I just don't want everyone to hate me once I'm dead.

Anyway, back to the story.

Patty and I were staying in a cheap hotel for a while. She felt that the stress of everyday life wasn't good for the baby, and she needed to get away from South Park for a while and rest. Since she's so big from the pregnancy, she needs help walking because her feet hurt. And since I've been struggling with my weight for years, I wasn't much better.

We found a quiet, dimly-lit room with one bed for us to share. I helped Patty take a seat and rubbed her sore heels.

"Everything alright, honey?" I said, still panting after helping Patty up the stairs.

"Yeah, just tired," she gasped, flopping down on the bed.

"I hope the baby's okay," I wondered.

"Of course," assured Patty. "And I know, no naming it after your mother if it's a girl."

I sighed sadly. "I know".

Patty took notice of my sad expression. "Sorry. I didn't mean to upset you."

My eyes started to get misty. "It's fine. I just... haven't been feeling like myself since she died. Sure, she was messed up, but I never wished for this to happen."

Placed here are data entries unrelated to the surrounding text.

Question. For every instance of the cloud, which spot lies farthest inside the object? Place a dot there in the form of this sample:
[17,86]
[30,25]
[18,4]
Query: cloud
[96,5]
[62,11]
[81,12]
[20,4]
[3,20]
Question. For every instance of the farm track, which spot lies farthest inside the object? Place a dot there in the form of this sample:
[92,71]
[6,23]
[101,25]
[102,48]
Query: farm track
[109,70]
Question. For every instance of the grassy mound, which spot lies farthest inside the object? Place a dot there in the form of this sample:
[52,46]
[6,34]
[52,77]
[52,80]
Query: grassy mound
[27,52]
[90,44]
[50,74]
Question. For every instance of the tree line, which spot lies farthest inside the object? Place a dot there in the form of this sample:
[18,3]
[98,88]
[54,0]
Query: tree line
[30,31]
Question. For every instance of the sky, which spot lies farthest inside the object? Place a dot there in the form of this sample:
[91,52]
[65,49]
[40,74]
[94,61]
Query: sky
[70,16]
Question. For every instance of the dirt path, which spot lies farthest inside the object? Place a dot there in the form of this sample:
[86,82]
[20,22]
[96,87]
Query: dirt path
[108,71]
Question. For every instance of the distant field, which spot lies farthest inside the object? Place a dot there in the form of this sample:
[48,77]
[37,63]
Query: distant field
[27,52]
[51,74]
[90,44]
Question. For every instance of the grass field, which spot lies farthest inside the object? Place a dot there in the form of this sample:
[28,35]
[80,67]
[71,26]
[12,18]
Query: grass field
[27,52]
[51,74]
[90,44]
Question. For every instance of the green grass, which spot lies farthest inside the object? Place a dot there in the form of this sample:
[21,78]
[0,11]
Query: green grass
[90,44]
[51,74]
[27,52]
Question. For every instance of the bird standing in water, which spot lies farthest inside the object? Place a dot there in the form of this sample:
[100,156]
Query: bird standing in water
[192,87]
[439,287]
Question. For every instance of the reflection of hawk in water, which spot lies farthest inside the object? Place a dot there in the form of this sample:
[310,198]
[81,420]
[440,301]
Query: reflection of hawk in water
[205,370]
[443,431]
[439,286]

Patty smoothed down my hair while I cried into her lap. "It's normal to grieve. After all, she was really the only family you had."

I sniffled. "I miss coming home to her cooking after school."

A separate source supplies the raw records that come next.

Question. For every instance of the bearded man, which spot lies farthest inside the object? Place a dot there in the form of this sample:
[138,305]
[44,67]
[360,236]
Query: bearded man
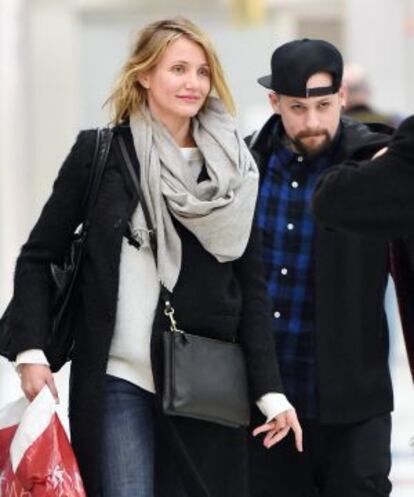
[327,291]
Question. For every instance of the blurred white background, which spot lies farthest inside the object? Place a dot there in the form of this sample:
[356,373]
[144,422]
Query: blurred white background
[58,59]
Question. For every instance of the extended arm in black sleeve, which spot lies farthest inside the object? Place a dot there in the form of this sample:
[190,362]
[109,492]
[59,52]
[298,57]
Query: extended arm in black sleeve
[375,197]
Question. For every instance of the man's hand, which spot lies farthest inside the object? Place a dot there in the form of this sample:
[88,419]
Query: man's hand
[279,427]
[34,377]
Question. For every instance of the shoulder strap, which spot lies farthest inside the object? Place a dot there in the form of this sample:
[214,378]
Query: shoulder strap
[102,148]
[135,181]
[164,293]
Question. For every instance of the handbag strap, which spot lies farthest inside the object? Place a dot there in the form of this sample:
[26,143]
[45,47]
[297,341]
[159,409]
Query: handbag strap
[100,157]
[165,294]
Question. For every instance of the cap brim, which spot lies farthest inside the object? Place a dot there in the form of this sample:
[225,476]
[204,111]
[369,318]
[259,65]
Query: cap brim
[266,81]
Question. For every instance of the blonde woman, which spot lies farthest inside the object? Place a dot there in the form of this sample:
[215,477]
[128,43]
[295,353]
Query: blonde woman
[173,108]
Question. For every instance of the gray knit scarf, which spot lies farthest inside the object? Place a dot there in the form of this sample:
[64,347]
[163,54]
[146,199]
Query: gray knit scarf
[218,211]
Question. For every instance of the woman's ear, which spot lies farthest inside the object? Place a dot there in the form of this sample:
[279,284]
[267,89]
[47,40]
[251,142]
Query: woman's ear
[144,80]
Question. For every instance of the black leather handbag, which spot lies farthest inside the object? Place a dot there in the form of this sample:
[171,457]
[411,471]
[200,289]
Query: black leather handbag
[204,378]
[60,342]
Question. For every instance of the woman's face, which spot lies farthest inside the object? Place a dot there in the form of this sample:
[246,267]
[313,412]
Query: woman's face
[180,83]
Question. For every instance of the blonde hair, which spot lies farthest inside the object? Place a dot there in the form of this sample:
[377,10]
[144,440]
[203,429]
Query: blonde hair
[128,95]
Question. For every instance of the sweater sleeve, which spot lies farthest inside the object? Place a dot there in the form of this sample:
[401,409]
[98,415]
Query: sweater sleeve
[48,242]
[372,197]
[256,322]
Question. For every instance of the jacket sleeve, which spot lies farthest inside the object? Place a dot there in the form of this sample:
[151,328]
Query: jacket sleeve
[255,330]
[29,318]
[372,197]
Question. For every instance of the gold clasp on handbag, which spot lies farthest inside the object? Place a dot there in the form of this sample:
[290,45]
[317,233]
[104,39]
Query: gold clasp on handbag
[169,312]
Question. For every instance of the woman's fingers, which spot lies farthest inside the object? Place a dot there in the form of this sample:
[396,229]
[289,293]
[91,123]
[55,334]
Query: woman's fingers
[34,377]
[273,437]
[297,430]
[278,428]
[263,428]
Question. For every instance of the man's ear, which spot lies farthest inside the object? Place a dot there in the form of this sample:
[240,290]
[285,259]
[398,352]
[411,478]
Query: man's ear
[274,100]
[343,95]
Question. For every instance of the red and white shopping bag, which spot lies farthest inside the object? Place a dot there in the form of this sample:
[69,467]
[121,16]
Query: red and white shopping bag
[36,458]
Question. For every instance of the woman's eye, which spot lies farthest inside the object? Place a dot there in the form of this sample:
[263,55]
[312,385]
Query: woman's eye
[205,72]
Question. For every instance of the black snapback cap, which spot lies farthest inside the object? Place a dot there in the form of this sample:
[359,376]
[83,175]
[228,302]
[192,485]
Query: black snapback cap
[293,63]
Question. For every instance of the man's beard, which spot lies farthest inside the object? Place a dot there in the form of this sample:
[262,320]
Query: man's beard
[311,151]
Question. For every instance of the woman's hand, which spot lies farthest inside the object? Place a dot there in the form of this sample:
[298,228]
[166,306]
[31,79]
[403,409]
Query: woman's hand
[380,152]
[279,427]
[34,377]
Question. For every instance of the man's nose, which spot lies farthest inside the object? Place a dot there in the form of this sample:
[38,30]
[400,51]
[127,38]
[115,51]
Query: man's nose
[312,119]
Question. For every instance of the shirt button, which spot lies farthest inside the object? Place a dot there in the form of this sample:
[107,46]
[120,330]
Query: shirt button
[118,223]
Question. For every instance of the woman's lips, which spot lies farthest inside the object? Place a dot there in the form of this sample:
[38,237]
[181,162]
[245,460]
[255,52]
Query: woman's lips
[188,98]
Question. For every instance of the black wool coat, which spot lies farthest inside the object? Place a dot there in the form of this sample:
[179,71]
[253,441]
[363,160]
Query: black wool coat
[375,198]
[212,299]
[350,277]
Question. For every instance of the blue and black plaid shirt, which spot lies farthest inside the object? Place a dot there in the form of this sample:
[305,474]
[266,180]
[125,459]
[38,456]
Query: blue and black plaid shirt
[284,215]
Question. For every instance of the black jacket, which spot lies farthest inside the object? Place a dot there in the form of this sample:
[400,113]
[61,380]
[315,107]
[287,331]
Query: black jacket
[351,272]
[375,198]
[212,299]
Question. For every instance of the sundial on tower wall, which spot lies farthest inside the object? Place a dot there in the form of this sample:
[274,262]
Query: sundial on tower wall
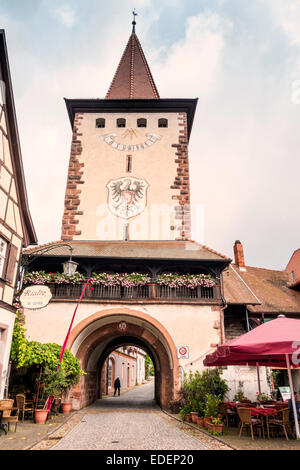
[129,171]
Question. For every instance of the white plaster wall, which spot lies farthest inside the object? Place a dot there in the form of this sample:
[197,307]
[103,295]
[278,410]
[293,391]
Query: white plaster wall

She patted my back. "Just let it out."

"AAAAAGGGHHH!" I sobbed.

A few hours after I felt a little better, I cuddled in bed next to Patty. I always needed some comfort after crying like that.

I draped my arm across her chest protectively. "Will the baby be here soon?"

"Yes, very soon. I barely have the strength to stand," Patty answered.

"Don't worry. I'll make sure you're both safe," I promised.

Patty gave my chest a little kiss. "Now get some sleep. We've had a long and rough day."